O cenário de destruição e a desolação dos moradores da zona de Francos impressionaram a vereadora Ilda Figueiredo. Dias depois de saber, pelo jornal PÚBLICO, da eliminação das hortas comunitárias cultivadas, há vários anos, por 24 moradores daquela geografia, a comunista visitou o espaço e confirmou o problema. “É devastador, de facto”, comentou esta segunda-feira, pouco depois de a sua proposta de recomendação ter sido aprovada por unanimidade na reunião de câmara. A CDU pedia a resolução do problema destes moradores e o aumento da oferta municipal para criação de outras hortas comunitárias. A autarquia disse “sim”, mas entregou declaração de voto de sabor agridoce: “A prioridade a estes cidadãos é condicionada pelo enquadramento legal que possa ser admitido nesta matéria.”

Já lá vamos. Para Ilda Figueiredo, “toda a gente ficou sensível ao problema” e este pode ter sido o início do fim da agrura que deixou famílias sem um importante complemento no rendimento. Na proposta de recomendação, a CDU adianta mesmo um possível terreno municipal, próximo do bairro de Francos, onde mora a maioria das pessoas que beneficiavam das hortas. “Fomos ver um terreno junto à escola Fontes Pereira de Melo. Está um matagal agora, mas os moradores garantem ser da câmara. É uma possibilidade.”

O resumo feito pela Câmara do Porto da reunião virtual à qual a comunicação social não pode assistir não traduz tanto optimismo como Ilda Figueiredo. Na discussão, o vice-presidente e vereador com a pasta do Ambiente, Filipe Araújo, terá começado por referir que a acção havia ocorrido numa área privada e sem comunicação prévia à autarquia. O vereador reconheceu os “benefícios que as hortas têm para a população” e aproveitou para destacar alguns dos projectos municipais nesta área, bem como parcerias estabelecidas com outras entidades e até de dimensão metropolitana.
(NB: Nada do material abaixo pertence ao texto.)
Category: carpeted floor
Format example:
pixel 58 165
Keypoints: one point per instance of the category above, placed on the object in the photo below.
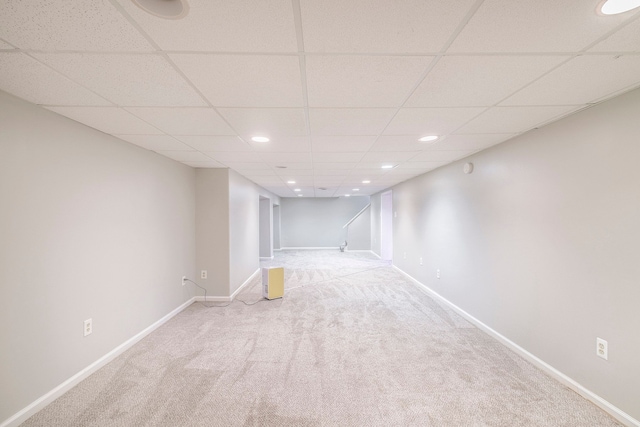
pixel 352 343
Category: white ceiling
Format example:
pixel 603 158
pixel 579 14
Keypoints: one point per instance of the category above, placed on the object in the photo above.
pixel 340 87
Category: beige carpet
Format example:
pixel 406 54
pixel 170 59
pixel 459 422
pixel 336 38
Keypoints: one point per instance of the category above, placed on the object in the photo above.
pixel 352 343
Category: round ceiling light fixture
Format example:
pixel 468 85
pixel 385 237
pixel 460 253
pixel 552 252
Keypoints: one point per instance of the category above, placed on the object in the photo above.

No Porto há actualmente cinco hortas – com 144 talhões. No projecto da Lipor há uma “lista de espera de 116 pessoas” só do Porto, mas haverá “mais umas centenas de interessados” de outras cidades. A autarquia, continuou Filipe Araújo, está “permanentemente a avaliar terrenos possíveis quer públicos, quer privados, mas que se destinam a todos os moradores do Porto, e não apenas exclusivamente a moradores de determinadas zonas, como preconizava a proposta da CDU”, lê-se na nota enviada pela câmara. Por outras palavras: os moradores de Francos têm direito a ter uma horta, mas “terão de se inscrever e estar sujeitos às regras de atribuição destes espaços”, independentemente da sua situação actual.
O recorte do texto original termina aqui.